Businesses must run better recalls
Did you know that in Australia, businesses can run recalls for risky or unsafe products however they like, with no immediate penalties if they do it badly?
Exploding Thermomixes, unsafe airbags, flaming washing machines and now Aldi’s dangerous pressure cooker: when dangerous products aren’t replaced or repaired swiftly, companies put all of us at risk.
Businesses need to be kept accountable for getting their unsafe products out of our homes. That’s why we’re calling for a new rule to make businesses publicly report on the progress of their recall.
We need to show the Minister responsible for consumer affairs that this issue matters, and should be a priority for the government to take action on. Will you sign the petition?
Wall of Shame: Product recalls
2017 – Aldi pressure cookers
Aldi issued a national recall in August over concerns that the cookers’ locking mechanisms were faulty, risking burns. Since then, less than a quarter of the 8405 cookers have been returned. CHOICE uncovered these figures through freedom of information requests, and by asking the regulator.
2014 – Vorwerk’s Thermomix
Thermomix dragged their heels, initiating a recall of the Thermomix TM31 a year and a half after first becoming aware of the burns risk posed by the machine. Figures on the number of machines repaired or replaced have not been released widely, if at all.
2013 – Samsung washing machines
These washing machines had the potential to catch fire, with at least 297 machines actually failing or catching fire as at August 2016. The recall dragged on for years and was dogged by problems. Figures on the number of machines that have been repaired or replaced have not been released widely, if at all.
2009 – Takata airbags
These airbags can explode when deployed, sending shrapnel flying. A massive 2.49m cars were affected with 950,000 replacement airbags installed as at September 2017. The release of these figures came after a CHOICE investigation and the involvement of the regulator.

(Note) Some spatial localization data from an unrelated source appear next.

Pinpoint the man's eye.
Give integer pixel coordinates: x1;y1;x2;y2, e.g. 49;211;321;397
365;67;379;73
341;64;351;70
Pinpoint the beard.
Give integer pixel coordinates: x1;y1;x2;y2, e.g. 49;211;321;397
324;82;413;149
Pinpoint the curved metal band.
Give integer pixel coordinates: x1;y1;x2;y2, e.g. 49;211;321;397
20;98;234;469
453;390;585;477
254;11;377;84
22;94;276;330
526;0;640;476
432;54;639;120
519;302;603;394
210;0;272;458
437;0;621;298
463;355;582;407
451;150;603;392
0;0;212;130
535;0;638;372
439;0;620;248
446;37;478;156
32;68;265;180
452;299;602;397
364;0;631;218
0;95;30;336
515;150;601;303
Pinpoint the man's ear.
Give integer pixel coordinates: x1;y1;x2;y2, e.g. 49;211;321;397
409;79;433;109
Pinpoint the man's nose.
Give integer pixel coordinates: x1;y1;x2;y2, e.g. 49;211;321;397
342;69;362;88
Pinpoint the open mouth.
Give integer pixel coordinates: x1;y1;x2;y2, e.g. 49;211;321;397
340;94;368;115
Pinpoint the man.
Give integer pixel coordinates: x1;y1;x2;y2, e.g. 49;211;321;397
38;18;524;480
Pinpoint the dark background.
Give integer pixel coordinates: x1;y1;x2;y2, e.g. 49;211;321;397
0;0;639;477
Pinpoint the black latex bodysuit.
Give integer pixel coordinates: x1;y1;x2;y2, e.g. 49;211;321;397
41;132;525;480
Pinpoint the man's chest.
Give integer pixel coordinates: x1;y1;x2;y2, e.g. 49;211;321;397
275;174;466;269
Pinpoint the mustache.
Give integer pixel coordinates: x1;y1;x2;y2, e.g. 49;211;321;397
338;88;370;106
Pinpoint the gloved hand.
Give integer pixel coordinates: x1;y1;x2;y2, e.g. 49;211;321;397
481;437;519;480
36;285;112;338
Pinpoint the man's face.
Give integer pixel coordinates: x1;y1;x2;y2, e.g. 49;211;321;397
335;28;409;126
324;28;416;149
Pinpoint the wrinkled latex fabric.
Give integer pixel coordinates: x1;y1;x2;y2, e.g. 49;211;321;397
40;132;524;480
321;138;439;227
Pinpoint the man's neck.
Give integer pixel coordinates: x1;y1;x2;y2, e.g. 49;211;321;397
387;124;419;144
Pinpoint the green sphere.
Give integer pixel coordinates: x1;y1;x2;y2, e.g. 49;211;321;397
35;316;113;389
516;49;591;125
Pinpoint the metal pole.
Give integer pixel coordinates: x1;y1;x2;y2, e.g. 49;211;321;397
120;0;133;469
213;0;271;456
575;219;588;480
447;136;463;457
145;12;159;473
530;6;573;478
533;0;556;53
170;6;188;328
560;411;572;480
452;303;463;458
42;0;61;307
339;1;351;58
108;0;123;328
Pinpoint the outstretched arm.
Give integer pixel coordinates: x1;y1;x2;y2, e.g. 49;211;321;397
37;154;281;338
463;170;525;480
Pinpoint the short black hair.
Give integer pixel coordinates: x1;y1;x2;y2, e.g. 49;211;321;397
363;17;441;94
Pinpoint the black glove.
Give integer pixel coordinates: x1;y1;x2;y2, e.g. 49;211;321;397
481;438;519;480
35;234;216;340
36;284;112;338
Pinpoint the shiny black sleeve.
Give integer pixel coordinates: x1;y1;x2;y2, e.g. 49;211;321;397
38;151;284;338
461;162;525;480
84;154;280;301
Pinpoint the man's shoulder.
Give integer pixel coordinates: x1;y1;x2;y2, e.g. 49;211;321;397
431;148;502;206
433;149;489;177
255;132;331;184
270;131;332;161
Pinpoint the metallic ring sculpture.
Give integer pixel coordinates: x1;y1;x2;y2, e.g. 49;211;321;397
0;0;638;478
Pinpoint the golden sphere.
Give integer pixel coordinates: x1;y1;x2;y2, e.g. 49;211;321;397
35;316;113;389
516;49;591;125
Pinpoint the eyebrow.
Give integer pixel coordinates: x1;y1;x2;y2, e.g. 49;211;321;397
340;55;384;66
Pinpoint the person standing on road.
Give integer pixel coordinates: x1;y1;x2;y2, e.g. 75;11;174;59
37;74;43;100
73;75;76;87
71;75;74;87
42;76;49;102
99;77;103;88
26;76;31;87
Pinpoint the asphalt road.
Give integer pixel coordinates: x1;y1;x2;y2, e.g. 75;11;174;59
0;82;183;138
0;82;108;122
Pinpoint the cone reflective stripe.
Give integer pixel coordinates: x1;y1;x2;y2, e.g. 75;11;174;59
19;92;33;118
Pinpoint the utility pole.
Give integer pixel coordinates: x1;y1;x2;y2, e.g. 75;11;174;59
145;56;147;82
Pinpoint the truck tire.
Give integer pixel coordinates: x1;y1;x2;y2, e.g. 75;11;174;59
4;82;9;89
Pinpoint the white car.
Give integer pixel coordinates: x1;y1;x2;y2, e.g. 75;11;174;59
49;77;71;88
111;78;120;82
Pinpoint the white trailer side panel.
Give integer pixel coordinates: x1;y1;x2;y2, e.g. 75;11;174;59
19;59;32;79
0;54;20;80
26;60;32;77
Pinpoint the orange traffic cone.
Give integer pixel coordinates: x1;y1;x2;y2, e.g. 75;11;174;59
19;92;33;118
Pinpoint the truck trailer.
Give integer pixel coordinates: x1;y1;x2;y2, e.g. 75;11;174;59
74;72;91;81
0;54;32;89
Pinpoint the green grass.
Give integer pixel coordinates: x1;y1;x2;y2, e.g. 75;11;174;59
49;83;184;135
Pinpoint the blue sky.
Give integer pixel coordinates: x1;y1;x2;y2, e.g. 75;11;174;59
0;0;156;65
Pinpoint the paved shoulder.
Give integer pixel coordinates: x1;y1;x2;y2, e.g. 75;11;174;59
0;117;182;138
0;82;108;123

Our product safety recall system is broken. There are insufficient incentives in place for manufacturers and suppliers to act swiftly and proactively to get dangerous products out of the homes of consumers who purchased them.

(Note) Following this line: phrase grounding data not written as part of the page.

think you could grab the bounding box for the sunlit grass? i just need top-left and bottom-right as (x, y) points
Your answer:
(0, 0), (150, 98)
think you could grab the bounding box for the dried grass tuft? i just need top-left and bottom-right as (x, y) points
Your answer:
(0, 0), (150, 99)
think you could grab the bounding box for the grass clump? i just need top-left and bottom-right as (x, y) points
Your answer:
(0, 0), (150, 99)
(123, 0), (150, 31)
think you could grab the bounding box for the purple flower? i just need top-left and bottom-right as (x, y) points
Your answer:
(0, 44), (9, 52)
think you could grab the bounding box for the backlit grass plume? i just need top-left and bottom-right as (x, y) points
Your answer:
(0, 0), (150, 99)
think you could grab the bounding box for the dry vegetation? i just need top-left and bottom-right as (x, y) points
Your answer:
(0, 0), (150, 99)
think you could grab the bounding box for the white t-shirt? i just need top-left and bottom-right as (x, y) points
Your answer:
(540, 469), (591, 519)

Businesses face fines if they fail to notify a recall is occurring, but they are free to run the recall as poorly as they choose. We need laws that make businesses accountable for effectively recalling their products when something does go wrong.
This is why we’re calling on the Minister responsible for consumer affairs to make sure businesses are held accountable for the way they run recalls. We need a new obligation on businesses to make them publicly report on how their recalls are progressing, and how many dangerous products they’ve successfully repaired or replaced.